Red Sox enthused by Ellsbury's progress
KANSAS CITY -- There seems to be a bounce in Jacoby Ellsbury's step these days, as he spends his time doing one rehab drill after another.
Before Tuesday's game against the Royals, Ellsbury was doing a series of agility drills on the field.
"This is the beginning of the next step in his program, where he's able to swing his arm and make all of those movements, agility-wise," said manager Bobby Valentine. "They're really excited about his acceleration."
Ellsbury suffered a subluxation of his right shoulder on April 13. The earliest he could return in the estimated timetable was about six weeks, which would be around May 25, when the Red Sox open a homestand against the Rays.
It's still too early to tell if he will be back by then.
Valentine isn't sure when Ellsbury will start doing more baseball-specific activities, but it could be soon.
Valentine visits Negro Leagues Museum
KANSAS CITY -- Rather than sitting around his hotel room, manager Bobby Valentine took a field trip on Tuesday morning as he received a guided tour of the Negro Leagues Baseball Museum in Kansas City.
It was an experience Valentine won't soon forget.
"Great, it was great. I think everyone should go, yeah.
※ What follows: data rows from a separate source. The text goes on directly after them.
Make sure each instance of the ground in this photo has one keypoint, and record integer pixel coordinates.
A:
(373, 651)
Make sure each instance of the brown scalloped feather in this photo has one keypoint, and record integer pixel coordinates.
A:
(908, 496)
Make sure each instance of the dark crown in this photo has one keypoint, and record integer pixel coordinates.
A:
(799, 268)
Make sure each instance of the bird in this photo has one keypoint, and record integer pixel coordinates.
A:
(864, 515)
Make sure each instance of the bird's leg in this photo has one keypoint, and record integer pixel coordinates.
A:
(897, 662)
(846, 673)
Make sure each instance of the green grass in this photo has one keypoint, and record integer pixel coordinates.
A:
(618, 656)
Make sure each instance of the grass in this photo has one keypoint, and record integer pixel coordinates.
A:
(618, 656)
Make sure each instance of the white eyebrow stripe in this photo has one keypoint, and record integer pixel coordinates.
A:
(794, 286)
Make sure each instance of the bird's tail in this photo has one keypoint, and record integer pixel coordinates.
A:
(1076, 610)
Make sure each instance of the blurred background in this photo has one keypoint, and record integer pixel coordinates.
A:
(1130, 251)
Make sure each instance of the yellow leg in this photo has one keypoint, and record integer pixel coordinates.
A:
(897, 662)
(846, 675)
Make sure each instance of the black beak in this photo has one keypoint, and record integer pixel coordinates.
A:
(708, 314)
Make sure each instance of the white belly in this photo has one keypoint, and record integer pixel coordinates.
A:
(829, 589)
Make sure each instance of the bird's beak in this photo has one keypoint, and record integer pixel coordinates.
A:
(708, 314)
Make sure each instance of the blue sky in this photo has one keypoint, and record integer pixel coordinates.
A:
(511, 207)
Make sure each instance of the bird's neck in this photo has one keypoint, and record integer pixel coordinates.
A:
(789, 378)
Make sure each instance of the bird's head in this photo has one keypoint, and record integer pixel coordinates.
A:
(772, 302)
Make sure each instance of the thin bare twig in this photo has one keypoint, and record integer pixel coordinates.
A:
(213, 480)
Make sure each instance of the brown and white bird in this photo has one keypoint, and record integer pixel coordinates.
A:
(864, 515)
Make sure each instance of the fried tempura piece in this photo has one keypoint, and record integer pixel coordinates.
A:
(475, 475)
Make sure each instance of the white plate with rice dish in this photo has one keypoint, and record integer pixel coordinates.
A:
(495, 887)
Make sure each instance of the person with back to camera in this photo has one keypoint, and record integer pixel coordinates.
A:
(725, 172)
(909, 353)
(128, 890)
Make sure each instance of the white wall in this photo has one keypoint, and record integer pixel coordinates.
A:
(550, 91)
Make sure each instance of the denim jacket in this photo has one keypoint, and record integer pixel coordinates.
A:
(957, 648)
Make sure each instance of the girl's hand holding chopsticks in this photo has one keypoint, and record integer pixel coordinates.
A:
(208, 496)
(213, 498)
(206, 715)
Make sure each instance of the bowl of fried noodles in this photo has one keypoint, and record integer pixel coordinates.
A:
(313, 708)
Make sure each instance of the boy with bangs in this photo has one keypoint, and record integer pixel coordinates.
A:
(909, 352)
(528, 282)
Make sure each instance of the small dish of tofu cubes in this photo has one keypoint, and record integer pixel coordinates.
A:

It was my first time," Valentine said. "It's spectacular."
What in particular stood out for Valentine?
"I like how they defined the most important moments of the league's history and how it paralleled with the growth and development of our country," Valentine said. "The demise of their league and growth of our country -- they run kind of parallel paths."
With the All-Star festivities set for Kansas City in July, Valentine suggests that the museum expand its hours so it can accommodate everyone who wants to see it.
"I hope they go 24/7," Valentine said. "I would recommend that those four days they recommend every hour of the day and get the busses there at 4 in the morning."